5. Learned trial Court framed necessary issues on the point of cruelty, desertion and second marriage of the appellant. The trial Court after recording evidence, recorded findings against appellant and in favour of the plaintiff-respondent on all the aforesaid three Issues and on that basis passed a decree of dissolution of marriage by divorce. Aggrieved by this decision, the appellant preferred an appeal in the High Court which too has been decided against him by learned single Judge and which order is impugned in the appeal.
Learned single Judge while upholding the judgment and decree of the trial Court has recorded concurrent findings on all the three issues.
6. We have heard learned counsel on the two sides and also perused the records.
7. We, at the outset, would like to discuss the legal position as regards scope of interference By this Court under Letters Patent Appeal in the facts and circumstances of the case in hand. As noticed above, the two Courts have recorded concurrent findings on the material issues gn the point of cruelty, desertion and contracting a second marriage. A Division Bench of this Court has held in the case of Shyamlal Mishra v. Padmavati, 1964 MPLJ (Note) 114 that in a Letters Patent Appeal under Clause 10, a concurrent finding of fact cannot be disturbed. Another Division Bench of this Court has taken similar view in the case of Kalicharan Shukla v. State of M.P., 1977 MPWN (Note) 562. In another case Babu Ram Ashok Kumar v. Antarim Zila Parishad, AIR 964 All 534, a Full Bench of Allahabad High Court has observed that "A Court of appeal would not interfere with the exercise of discretion by the Court below, if the discretion has been exercised in good faith, after giving due weight to relevant matters and without being swayed by Irrelevant matters. If two views are possible on the question, then also the Court of appeal would not interfere, even though it may exercise discretion differently, were the case to come initially before it. The exercise of discretion should manifestly be wrong.

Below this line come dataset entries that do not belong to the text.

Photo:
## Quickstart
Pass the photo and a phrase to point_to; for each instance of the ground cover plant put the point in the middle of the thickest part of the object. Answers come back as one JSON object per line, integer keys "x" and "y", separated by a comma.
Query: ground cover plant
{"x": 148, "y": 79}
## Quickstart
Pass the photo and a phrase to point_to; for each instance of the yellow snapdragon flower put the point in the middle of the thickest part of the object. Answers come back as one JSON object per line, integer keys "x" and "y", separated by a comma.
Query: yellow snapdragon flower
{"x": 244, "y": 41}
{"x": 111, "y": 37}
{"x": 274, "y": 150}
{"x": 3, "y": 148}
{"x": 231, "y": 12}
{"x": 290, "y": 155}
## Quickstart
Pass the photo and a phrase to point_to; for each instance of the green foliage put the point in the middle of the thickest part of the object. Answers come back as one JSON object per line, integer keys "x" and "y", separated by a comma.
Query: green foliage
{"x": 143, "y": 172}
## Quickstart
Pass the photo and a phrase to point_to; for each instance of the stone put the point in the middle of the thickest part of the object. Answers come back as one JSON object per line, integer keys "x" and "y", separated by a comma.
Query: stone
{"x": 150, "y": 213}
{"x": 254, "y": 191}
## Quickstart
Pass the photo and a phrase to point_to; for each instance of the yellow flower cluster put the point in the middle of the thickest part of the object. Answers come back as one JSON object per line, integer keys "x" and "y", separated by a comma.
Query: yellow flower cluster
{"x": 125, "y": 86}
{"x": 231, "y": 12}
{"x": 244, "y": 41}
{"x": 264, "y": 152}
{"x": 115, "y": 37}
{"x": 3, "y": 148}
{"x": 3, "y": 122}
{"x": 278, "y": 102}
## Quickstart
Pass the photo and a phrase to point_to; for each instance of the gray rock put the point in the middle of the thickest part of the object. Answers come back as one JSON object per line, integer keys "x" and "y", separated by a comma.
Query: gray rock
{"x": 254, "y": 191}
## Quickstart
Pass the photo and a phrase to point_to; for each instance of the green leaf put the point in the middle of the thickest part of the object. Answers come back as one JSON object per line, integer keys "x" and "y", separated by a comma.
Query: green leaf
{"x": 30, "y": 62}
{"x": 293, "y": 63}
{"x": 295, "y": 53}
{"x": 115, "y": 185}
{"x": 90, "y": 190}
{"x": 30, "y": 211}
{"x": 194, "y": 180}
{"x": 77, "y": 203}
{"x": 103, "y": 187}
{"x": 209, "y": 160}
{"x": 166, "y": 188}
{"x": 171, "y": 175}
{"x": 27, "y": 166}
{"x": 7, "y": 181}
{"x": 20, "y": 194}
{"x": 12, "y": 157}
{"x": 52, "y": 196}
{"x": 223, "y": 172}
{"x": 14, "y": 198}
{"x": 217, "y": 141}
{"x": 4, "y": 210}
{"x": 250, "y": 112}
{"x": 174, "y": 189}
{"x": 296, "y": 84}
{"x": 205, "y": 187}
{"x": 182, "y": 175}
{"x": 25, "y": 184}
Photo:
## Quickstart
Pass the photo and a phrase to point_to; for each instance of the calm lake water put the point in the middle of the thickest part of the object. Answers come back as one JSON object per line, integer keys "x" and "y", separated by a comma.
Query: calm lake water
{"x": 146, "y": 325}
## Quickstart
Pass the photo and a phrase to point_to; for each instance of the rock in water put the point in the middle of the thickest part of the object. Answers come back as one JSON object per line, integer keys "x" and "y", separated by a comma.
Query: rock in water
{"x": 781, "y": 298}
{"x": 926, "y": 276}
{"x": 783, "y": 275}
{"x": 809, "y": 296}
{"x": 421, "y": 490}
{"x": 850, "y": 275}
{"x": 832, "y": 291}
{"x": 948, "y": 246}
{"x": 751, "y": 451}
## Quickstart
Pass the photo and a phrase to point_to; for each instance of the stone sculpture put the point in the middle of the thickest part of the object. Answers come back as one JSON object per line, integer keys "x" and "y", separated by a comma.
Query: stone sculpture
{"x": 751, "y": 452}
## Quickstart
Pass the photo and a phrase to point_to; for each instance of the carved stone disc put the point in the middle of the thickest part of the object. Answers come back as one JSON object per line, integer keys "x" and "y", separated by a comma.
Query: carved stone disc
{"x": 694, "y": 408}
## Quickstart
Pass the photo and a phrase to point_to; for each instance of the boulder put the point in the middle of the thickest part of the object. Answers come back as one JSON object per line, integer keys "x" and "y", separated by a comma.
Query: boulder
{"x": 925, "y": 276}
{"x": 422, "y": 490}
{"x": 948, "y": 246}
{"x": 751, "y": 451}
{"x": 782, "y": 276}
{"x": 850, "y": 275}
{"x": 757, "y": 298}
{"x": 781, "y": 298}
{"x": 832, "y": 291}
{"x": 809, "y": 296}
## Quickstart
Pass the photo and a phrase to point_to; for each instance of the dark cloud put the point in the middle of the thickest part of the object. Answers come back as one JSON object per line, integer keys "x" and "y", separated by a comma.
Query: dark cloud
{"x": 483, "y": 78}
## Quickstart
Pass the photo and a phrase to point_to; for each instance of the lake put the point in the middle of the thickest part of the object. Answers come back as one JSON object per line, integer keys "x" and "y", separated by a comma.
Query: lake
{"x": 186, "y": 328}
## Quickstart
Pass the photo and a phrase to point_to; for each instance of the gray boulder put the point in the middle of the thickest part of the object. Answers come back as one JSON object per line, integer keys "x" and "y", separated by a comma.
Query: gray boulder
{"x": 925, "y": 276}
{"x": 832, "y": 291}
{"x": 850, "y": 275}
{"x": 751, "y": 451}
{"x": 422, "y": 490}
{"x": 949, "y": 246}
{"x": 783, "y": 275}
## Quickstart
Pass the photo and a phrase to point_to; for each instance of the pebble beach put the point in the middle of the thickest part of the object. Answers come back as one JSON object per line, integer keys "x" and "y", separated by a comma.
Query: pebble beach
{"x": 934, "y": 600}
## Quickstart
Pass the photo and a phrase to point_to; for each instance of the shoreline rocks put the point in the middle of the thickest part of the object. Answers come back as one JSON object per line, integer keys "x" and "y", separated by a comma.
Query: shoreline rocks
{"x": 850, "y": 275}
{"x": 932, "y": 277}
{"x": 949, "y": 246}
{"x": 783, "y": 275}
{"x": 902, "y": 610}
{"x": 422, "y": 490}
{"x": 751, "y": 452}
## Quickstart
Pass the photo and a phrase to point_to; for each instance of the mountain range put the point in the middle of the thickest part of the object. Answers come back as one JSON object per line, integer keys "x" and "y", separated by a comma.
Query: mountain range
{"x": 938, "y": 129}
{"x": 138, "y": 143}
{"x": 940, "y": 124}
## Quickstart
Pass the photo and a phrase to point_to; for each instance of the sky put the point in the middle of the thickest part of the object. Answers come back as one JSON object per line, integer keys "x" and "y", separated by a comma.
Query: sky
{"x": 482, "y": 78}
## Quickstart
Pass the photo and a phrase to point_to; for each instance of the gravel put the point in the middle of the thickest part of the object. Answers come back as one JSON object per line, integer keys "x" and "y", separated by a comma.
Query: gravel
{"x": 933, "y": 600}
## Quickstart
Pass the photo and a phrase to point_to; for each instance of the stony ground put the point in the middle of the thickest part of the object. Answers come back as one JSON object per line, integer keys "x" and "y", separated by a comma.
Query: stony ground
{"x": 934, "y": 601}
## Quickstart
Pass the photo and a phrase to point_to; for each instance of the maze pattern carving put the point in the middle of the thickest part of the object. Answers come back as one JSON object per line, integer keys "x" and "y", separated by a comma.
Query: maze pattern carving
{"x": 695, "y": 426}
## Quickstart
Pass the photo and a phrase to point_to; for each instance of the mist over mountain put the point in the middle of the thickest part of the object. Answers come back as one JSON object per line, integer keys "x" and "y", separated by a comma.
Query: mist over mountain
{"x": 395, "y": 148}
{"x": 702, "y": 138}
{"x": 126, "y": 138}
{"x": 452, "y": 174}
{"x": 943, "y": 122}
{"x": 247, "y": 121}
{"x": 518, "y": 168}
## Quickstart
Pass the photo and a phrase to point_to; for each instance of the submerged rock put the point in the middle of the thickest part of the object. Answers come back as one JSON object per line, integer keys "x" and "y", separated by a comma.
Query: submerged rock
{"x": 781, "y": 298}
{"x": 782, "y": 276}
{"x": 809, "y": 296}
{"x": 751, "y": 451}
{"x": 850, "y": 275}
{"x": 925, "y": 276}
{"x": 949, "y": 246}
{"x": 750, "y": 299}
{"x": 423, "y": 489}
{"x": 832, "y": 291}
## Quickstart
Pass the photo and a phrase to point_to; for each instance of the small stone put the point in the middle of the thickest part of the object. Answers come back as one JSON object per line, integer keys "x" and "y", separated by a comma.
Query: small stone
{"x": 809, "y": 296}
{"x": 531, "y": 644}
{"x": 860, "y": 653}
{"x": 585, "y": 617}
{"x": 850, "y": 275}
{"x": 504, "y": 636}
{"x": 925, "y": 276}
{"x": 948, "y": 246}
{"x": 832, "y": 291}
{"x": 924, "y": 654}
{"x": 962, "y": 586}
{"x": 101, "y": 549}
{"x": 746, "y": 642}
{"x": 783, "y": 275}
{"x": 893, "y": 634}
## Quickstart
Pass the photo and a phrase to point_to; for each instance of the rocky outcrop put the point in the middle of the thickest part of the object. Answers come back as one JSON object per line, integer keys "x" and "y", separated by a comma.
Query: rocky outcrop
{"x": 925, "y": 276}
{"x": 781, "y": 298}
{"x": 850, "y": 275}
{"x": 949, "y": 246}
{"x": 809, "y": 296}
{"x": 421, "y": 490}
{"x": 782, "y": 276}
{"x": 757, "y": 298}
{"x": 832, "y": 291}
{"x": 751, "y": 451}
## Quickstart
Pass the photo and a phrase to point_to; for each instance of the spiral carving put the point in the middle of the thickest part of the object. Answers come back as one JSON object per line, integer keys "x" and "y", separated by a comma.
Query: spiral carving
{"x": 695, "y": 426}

8. In the light of ratio of the aforesaid decisions, we do not feel satisfied that sufficient cause has been made out calling upon interference in the impugned judgment. From evidence on record, we concur with the findings of the learned single Judge that plaintiff-respondent has succeeded in establishing the allegations of cruelty, desertion as well as of contracting second marriage. She has produced ample convincing evidence both documentary and oral to prove that the appellant was keeping one Seema Sharma as his wife since about April, 1990 and from her he has three issues who are studying in different schools. Statement of appellant-defendant during trial that his marital relationship with the respondent continued till two years prior to the institution of suit being most unnatural is unbelievable. It is merely an afterthought device to escape from the offence of misconduct of continuous desertion for more than two years, so also, this gesture showing willingness to keep respondent with him is merely a pretext. When he has contracted a second marriage and is living with his second wife and children for last so many years, the respondent, wife has a just and reasonable cause to live separate from him. Contracting a second marriage in itself is an act of causing mental torture and tantamounts to cruelty for the purpose of Section 13 of the Hindu Marriage Act. In this view of the matter, we are not inclined to take a different view from the one taken by the two Courts.
9. In the result, the appeal being devoid of any merit is dismissed with costs.